Test of being a rational number for $(1-\frac13+\frac15-\frac17+\cdots)/(1+\frac14+\frac19+\frac1{16}+\cdots)$
The numerator is the Leibniz/Gregory series, which sums to $\frac\pi4$. The denominator is the subject of the famous Basel problem, which Euler worked out as $\frac{\pi^2}6$. If we use these results in the fraction: $$F=\frac{\frac\pi4}{\frac{\pi^2}6}=\frac{3}{2\pi}$$ which is an irrational number because there remains a $\pi$ in it.
My thoughts: Sum and product of two rational numbers is a rational number.
Difference of two rational numbers is a rational number.
Division of two rational numbers should also be a rational number. (Denominator is not zero)
These only apply to finite number of operands.
It is easy to see that they don't apply in the infinite case. Consider for example any $x \in [0, 1)$. Then
$$ x = \sum_{k = 1}^{\infty} \frac{n_k}{10^k} $$
where $n_k$ is the $k^{th}$ decimal digit of $x$. So any $x \in [0,1)$ can be expressed as a (possibly infinite) sum of rationals, but of course not every $x \in [0,1)$ is a rational.
I am going to keep this part that I had initially put forward as a hint.

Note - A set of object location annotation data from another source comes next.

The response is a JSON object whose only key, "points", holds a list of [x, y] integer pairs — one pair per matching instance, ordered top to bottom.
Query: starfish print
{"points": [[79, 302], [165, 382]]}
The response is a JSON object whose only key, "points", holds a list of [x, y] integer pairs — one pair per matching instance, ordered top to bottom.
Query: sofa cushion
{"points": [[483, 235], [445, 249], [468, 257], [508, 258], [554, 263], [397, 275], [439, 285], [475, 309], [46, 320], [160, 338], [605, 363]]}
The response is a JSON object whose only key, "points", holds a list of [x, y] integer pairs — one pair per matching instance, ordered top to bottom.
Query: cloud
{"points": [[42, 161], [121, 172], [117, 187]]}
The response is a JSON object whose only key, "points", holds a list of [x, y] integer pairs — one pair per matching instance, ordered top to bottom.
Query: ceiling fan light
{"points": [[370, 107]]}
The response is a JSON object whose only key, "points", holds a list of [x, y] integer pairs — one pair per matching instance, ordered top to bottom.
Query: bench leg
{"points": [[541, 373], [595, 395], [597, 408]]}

$$1-\dfrac{1}{3}+\dfrac{1}{5}-\dfrac{1}{7}+\ldots=\sum_{n=1}^\infty (-1)^n\frac{1}{2n+1}=\frac{\pi}{4}$$ $$1+\dfrac{1}{4}+\dfrac{1}{9}+\dfrac{1}{16}+\ldots=\sum_{n=1}^\infty \frac{1}{n^2}=\frac{\pi^2}{6}$$
To add more to this answer, I would like to state that these are well known sequences, as already mentioned by Parcly Taxel. I would only make one point clear, sum of an infinite series of rational numbers does not always put up a rational number as the sum. The first series is just the Taylor expansion of $\arctan x$ about $x=0$ and the second one, well I remember deriving the result from the Fourier series representation of $x^2$. It can also be derived as per Euler. Always keep in mind that having an irrational number in your mathematical expression neither confirms nor nullifies the chance of your expression summing down to an irrational or rational number. It solely and only depends on the sum.